2005年も終わりに近づき,そろそろ家庭やオフィスで大掃除をした人は多いだろう。もしかすると,自分のパソコンを掃除した人もいるかもしれない。では,ネットワークに関してはどうだろうか。

 「ネットワークの掃除? ケーブルを抜いてほこりでも取るの?」と思うかもしれないが,そういう話ではない。現在のネットワークの構成について,きちんと図面にして管理しているか,いわば棚卸しといえる作業を,この機会に実行してみてはいかかでしょうか,というものだ。

実情と徐々にかけ離れるネットワーク図

 日経NETWORKでは,2006年1月号で「日経NETWORK流,わかるネットワーク図の書き方」という特集記事を掲載した。この記事のために取材していて驚いたのは「正しいネットワーク図を持っているユーザーはほとんどいない」ということだ。取材をしたベンダーやインテグレータの多くは「納品の際にユーザーに渡したネットワーク図は,ほとんどメンテナンスされていない」と口を揃える。

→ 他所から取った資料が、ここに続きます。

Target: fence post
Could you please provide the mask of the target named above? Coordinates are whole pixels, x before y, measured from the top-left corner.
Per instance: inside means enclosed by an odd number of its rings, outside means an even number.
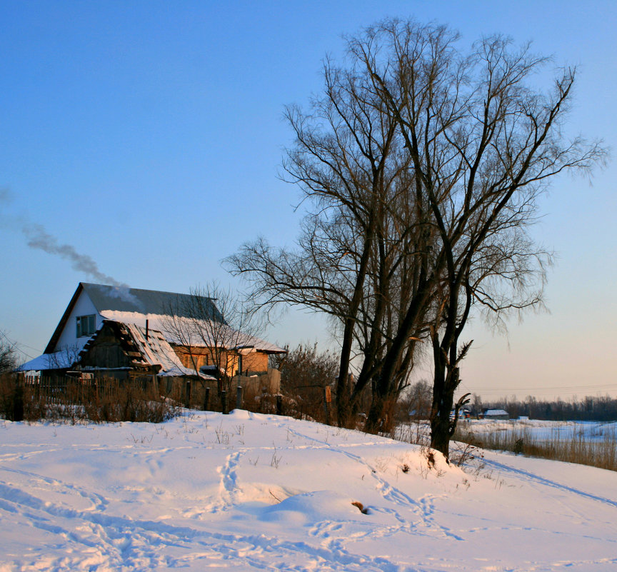
[[[210,388],[206,387],[205,395],[204,396],[204,411],[207,411],[208,407],[210,405]]]
[[[187,408],[191,407],[191,381],[188,379],[186,380],[186,407]]]
[[[332,399],[330,388],[328,386],[323,387],[323,408],[326,409],[326,424],[330,424],[330,410],[328,408],[328,404]]]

 改めて考えてみれば,ネットワーク図がメンテナンスされないことが多いのも確かにうなずける。ネットワーク図は日常的に必要になるものではないからだ。ネットワーク図が必要になるのは,導入・構築の際を除けば,もっぱらトラブルの発生時。ネットワークが問題なく動いているときは,ネットワーク図を見直すことはほとんどないだろう。

 トラブルが発生してはじめてネットワーク図を確認し,「知らないマシンがつながっていた」「勝手に設定が変更されていた」「いつの間にか故障していた」といった,実際のネットワーク構成とネットワーク図が食い違っていることがわかったりする。また,トラブルを解決することに手一杯で,その間にいろいろと変更した設定をネットワーク図に反映させることを忘れたり,そもそも変更した内容がわからなくなったりすることもあるだろう。

 だからといって,そのまま放っておいては問題が深刻化するだけである。現在のネットワークを反映させた正しいネットワーク図がないと,トラブル時に原因がわからなくなったり,拡張する際に予想外の不具合が発生したりする。ぜひ,きりのよい年末年始にネットワーク図のアップデートや,場合によってはネットワーク図の新規作成にトライすることをお勧めしたい。

作図経験者は意外と多い

 ネットワーク図を書いたことのある人は,意外と多いようだ。今回の記事に合わせて「ネットワーク図に関するアンケート」をIT Proで実施したところ,「ネットワーク図を書いたことはあるものの,バランスよく書くのが難しい」と感じているユーザーが多いという姿が浮かび上がった。

 アンケートを実施したのは,2005年11月16~25日までの10日間。この間に寄せられた806件の回答のうち,「ネットワーク構成図を書いたことがありますか?」という質問に「いいえ」と答えたのは156件のみ(19.4%)。それ以外の80%以上の人が「書いたことがある」と答えており,実はかなりの割合の人がネットワーク図を書いたことがあるようだ。

 ただし,書いてはみたものの,その出来には必ずしも満足していない。「書いていて困ったこと,悩んだことは何ですか」という質問には,書いたことのある人の51.8%と半分以上が「見た目のバランスが悪くなってしまう」と答えている。続いて,「情報を詰め込みすぎてわかりづらくなった」という人が39.2%,逆に「情報が足りないのではないか心配だ」という人が37.5%と,内容についてもバランスよく書けずに悩んでいる人が多い。

見栄えよりも正確さときめ細かさが大事

 これらの悩みはどうやって解決すればよいのだろうか。実は,これらは経験を積んでも解決しない。「51枚以上書いたことがある」と答えた人に絞りこんで結果を考察してみたが,「見た目のバランスが悪くなってしまう」と答えた人が48.1%,「情報を詰め込みすぎてわかりづらくなった」と答えた人が44.3%,「情報が足りないのではないか心配だ」と答えた人が37.7%となった。書きなれている経験者でもほぼ悩みを持っているという結果になったからだ。

 逆に読む場合のことを考えてみよう。「読んで気になる点はなんですか」という質問に対しては,「ごちゃごちゃして読みづらい」と答えたのが30.3%。3割は決して少なくないが,それよりも「物理的な接続状態がわからない」(52.4%),「機器の設定がわからない」(48.6%),「機器の種類がわからない」(37.5%),「回線の速度がわからない」(33.7%)といった,むしろ情報が足りないという意見の方が圧倒的だった。

 書くときには見栄えをついつい気にしてしまうものの,読むときには実は見やすさよりも肝心の情報が載っていないことが最大の問題となっているといえる。見栄えよりも情報の抜けがないことを心がけて,2006年はネットワークの状態を正しく反映させたネットワーク図を管理しよう。